Elsewhere the EIR repeatedly mentions increases in traffic as an unavoidable environmental problem. This is quite simply not an environmental problem. The environmental problem is cars, not traffic. If there is an environmental impact relating to transit which should be considered it is from the fact that this development will never support decent public transportation. Were the density to be tripled or quadrupled, it would plausibly be a high enough density urban area to support reasonable public transit service. As it is, the development is simply too low density to ever support good public transit. Unlike increased traffic from this project, this is a serious environmental impact. Also, the design could reduce driving by providing easier walking access to neighboring businesses, making these distances as short as practical and removing gates which are likely to reduce the number of people who walk. 

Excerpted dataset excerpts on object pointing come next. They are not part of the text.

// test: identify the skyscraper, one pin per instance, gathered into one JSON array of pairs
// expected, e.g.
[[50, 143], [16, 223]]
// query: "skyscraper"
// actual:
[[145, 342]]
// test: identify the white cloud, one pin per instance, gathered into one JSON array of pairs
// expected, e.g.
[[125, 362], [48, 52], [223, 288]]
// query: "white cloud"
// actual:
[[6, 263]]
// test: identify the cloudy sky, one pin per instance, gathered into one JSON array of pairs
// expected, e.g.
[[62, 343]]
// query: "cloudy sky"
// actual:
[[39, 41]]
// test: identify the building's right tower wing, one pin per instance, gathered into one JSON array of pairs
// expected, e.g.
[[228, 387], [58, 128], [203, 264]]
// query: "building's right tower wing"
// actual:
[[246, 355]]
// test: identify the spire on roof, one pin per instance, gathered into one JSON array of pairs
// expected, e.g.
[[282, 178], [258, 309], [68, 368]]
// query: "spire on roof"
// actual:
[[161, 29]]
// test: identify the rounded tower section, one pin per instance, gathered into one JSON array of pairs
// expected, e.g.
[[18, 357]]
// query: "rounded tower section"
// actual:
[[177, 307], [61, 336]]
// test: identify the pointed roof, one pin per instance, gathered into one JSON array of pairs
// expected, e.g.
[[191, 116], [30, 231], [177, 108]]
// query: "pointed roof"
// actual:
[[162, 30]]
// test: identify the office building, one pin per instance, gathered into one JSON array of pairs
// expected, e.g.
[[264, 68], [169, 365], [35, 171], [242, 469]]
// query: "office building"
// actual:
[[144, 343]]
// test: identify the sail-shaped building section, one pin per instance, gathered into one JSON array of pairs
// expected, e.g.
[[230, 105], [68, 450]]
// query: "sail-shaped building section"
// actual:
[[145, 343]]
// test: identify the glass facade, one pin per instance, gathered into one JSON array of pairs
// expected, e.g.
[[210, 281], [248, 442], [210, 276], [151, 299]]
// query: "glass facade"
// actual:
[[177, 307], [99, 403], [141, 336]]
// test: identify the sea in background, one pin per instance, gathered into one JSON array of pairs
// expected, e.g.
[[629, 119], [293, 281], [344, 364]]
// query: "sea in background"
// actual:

Again greenhouse gas emissions are over-stated because of a failure to understand what would happen were this development is not constructed. These people will live somewhere. The average resident will certainly be closer to their worksite if this development is constructed, reducing miles driven. The average resident will certainly be using less heating and cooling if this development is constructed, again reducing energy use and greenhouse gas emissions.

None of the evaluated alternatives properly account of the reduced environmental impacts which could be realized by increasing density. The amount of preserved habitat, viability of public transit, walkability, total greenhouse gas emissions, and even total revenue to the developer could all be improved by reducing the amount of land developed while increasing the total number of housing units installed. This is a dramatically superior option to all six alternatives considered in the draft EIR.